In "2012" Pinchbeck capitalizes on two heavy cultural phenomena, one contemporary and the other ancient. A smart student of cultural trends, he rides the cresting, recent wave of renewed psychedelic research, entheogenic studies and self-experimentation; and as New Age Consciousness Wonk he also invokes the ancient, time-tested vehicles/archetypes of Prophet of Doom and End of World Preacher (though Pinchbeck's Apocalyse is of a particularly unspecific, vague, and metaphysical nature, when he is challenged about it; he will not tell you what the Apocalypse is, and he does not hesitate from using that undefined fear to sell books).

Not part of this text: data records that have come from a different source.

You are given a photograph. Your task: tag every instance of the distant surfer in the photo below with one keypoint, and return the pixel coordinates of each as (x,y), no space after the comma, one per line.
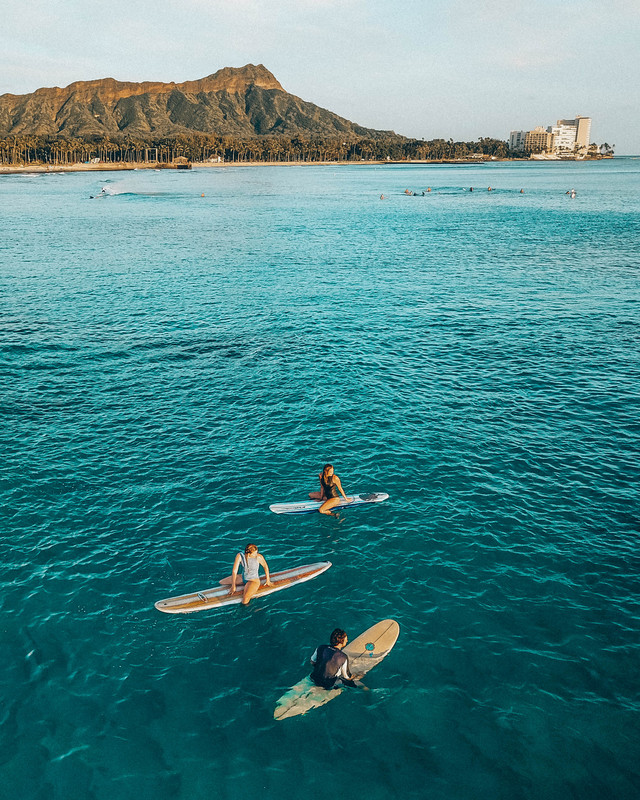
(251,561)
(330,491)
(331,665)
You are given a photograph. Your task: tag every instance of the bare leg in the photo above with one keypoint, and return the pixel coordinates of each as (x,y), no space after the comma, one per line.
(250,588)
(326,507)
(227,581)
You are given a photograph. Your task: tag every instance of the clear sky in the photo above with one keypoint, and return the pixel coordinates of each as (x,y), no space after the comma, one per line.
(424,68)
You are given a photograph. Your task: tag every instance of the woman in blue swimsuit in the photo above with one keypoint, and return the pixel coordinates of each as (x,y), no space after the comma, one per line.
(330,491)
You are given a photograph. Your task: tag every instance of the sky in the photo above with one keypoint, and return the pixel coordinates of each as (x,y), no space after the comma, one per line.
(424,68)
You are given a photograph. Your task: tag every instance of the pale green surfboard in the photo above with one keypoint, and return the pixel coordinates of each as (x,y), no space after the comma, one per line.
(364,653)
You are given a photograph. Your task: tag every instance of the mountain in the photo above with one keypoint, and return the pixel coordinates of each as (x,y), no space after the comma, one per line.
(242,102)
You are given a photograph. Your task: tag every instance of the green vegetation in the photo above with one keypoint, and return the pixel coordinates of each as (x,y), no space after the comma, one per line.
(32,150)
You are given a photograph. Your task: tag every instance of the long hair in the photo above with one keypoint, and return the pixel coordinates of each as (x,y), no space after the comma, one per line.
(337,637)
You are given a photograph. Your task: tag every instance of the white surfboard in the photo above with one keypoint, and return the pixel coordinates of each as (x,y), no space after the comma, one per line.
(219,597)
(307,506)
(364,653)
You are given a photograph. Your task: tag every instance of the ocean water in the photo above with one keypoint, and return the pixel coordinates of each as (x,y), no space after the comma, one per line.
(173,363)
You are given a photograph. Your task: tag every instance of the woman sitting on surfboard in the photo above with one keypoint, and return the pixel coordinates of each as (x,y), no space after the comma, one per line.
(330,491)
(251,561)
(331,666)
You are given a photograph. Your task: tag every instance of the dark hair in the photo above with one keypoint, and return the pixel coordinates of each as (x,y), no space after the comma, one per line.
(337,637)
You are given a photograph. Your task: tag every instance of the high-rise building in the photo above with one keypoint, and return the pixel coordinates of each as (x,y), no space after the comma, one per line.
(517,140)
(568,137)
(538,141)
(582,128)
(564,136)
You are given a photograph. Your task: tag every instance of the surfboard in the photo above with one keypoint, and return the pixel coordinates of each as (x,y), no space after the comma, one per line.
(219,597)
(364,653)
(307,506)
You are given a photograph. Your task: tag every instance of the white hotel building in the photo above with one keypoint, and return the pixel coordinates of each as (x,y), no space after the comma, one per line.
(568,137)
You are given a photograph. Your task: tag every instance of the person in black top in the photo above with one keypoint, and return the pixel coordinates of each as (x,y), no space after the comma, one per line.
(330,491)
(331,665)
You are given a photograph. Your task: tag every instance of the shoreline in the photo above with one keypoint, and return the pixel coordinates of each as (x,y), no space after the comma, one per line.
(133,165)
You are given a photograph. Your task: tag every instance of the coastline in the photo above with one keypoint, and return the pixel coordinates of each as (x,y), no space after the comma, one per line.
(130,166)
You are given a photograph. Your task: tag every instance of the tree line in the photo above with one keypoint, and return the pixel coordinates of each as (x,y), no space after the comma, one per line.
(59,151)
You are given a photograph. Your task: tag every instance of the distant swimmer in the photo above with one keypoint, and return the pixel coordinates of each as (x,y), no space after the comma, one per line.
(251,561)
(330,491)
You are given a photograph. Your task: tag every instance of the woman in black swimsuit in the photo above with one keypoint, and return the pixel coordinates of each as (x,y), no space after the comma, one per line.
(330,491)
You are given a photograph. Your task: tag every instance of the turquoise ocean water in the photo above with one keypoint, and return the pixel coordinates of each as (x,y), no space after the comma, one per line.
(172,364)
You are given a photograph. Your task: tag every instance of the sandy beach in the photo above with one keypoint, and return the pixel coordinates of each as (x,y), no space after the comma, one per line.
(6,169)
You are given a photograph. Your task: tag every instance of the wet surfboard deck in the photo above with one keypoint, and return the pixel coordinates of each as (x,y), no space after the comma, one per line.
(307,506)
(219,597)
(365,652)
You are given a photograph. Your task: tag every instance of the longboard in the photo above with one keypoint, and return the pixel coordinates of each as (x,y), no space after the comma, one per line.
(219,597)
(307,506)
(364,653)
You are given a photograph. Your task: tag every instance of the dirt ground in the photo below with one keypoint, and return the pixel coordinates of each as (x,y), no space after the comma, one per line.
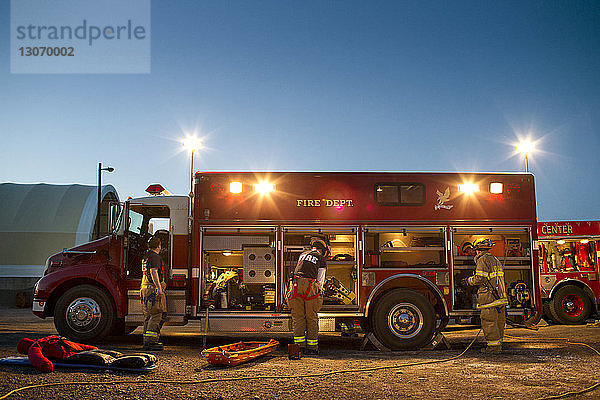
(529,369)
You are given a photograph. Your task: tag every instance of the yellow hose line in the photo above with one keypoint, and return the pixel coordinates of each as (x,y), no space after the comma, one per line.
(238,378)
(567,341)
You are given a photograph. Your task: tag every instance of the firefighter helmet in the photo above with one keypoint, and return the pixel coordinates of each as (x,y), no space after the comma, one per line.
(321,245)
(483,244)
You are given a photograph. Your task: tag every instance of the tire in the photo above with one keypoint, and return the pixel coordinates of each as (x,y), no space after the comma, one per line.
(570,306)
(403,319)
(84,313)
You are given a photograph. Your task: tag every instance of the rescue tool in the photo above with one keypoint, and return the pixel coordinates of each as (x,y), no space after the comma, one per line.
(238,353)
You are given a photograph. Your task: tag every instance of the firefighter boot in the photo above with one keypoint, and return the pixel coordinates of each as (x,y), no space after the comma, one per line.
(158,346)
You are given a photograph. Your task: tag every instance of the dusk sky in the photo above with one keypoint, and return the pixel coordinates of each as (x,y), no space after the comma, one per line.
(326,85)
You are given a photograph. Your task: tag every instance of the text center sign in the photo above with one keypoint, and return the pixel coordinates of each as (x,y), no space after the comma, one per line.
(80,36)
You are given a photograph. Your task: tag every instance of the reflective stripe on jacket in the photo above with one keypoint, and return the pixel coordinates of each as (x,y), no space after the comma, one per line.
(489,274)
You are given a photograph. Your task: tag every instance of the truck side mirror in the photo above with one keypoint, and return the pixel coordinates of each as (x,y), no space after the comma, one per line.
(114,216)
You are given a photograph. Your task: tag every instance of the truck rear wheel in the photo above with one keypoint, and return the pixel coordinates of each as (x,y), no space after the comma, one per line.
(403,319)
(84,313)
(570,305)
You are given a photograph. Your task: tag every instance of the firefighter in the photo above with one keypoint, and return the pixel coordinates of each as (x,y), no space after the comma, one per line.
(491,295)
(152,293)
(306,295)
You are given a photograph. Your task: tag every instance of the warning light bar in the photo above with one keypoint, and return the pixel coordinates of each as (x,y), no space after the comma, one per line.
(157,190)
(264,187)
(495,187)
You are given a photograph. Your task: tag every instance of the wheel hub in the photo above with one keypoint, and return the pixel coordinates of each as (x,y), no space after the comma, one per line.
(83,314)
(405,320)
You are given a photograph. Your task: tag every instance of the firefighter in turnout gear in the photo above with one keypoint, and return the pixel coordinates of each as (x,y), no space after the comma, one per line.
(491,295)
(306,295)
(152,293)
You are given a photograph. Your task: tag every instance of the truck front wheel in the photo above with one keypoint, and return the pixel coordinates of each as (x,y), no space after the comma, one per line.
(403,319)
(84,313)
(570,305)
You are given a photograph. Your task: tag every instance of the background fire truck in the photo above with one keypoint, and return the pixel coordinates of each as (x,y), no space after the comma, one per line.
(399,244)
(569,256)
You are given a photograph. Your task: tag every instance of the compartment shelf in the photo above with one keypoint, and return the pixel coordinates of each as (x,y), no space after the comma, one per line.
(397,249)
(472,266)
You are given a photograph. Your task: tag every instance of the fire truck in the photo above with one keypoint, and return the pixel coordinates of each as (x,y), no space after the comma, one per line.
(568,257)
(399,250)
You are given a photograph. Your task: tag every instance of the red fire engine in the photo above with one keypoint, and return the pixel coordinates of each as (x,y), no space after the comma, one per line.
(568,256)
(399,245)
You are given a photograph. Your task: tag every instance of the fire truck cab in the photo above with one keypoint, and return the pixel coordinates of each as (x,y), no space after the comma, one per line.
(399,250)
(569,254)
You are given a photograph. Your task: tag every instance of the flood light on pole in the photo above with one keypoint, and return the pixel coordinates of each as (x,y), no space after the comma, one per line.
(525,148)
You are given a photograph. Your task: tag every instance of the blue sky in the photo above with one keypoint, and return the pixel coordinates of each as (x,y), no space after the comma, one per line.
(322,85)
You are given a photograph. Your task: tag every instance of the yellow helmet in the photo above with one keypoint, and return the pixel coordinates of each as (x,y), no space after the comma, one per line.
(483,244)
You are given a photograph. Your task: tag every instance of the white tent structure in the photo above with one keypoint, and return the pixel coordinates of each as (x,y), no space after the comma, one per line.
(38,220)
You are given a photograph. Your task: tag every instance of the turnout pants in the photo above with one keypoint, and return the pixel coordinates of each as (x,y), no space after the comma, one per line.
(492,322)
(305,301)
(154,308)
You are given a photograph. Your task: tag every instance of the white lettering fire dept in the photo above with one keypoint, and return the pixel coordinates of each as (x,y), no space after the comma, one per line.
(324,203)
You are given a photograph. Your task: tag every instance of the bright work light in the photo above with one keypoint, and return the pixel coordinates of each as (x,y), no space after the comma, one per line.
(468,188)
(264,187)
(496,187)
(235,187)
(192,143)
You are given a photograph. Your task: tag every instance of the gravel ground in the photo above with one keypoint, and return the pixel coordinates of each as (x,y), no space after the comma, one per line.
(528,369)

To these two Main Ingredients he tosses in a few smidgeons of UFO Religion, a morsel of Goddess spirituality, and a pinchbeck of post-modern neo-Mayanism (nothing like a dead religion; no living followers to challenge half-baked modern interpretation and misappropriation by the white man). And Bam! You got your basic Pinchbeck layer cake. Throw in some hints to the ladies that his guru stud services are available, and there's your frosting. But this rock and roll psychedelic celebrity cake, though loaded with calories, has zero nutritional value. Its only purpose is to put Pinchbeck on the lecture circuit and generate fame at Burning Man and a New York bohemia notable mention. Bon Apetit!

In a little more detail . . .

When I spend time reading about psychedelic culture, I want to read something original. Instead we get in "2012" highly secondary and derivative ramblings about a dozen different ideas originated and popularized by other people.

2012 as a psychedelic focus was popularized by Terence McKenna. Pinchbeck is no McKenna.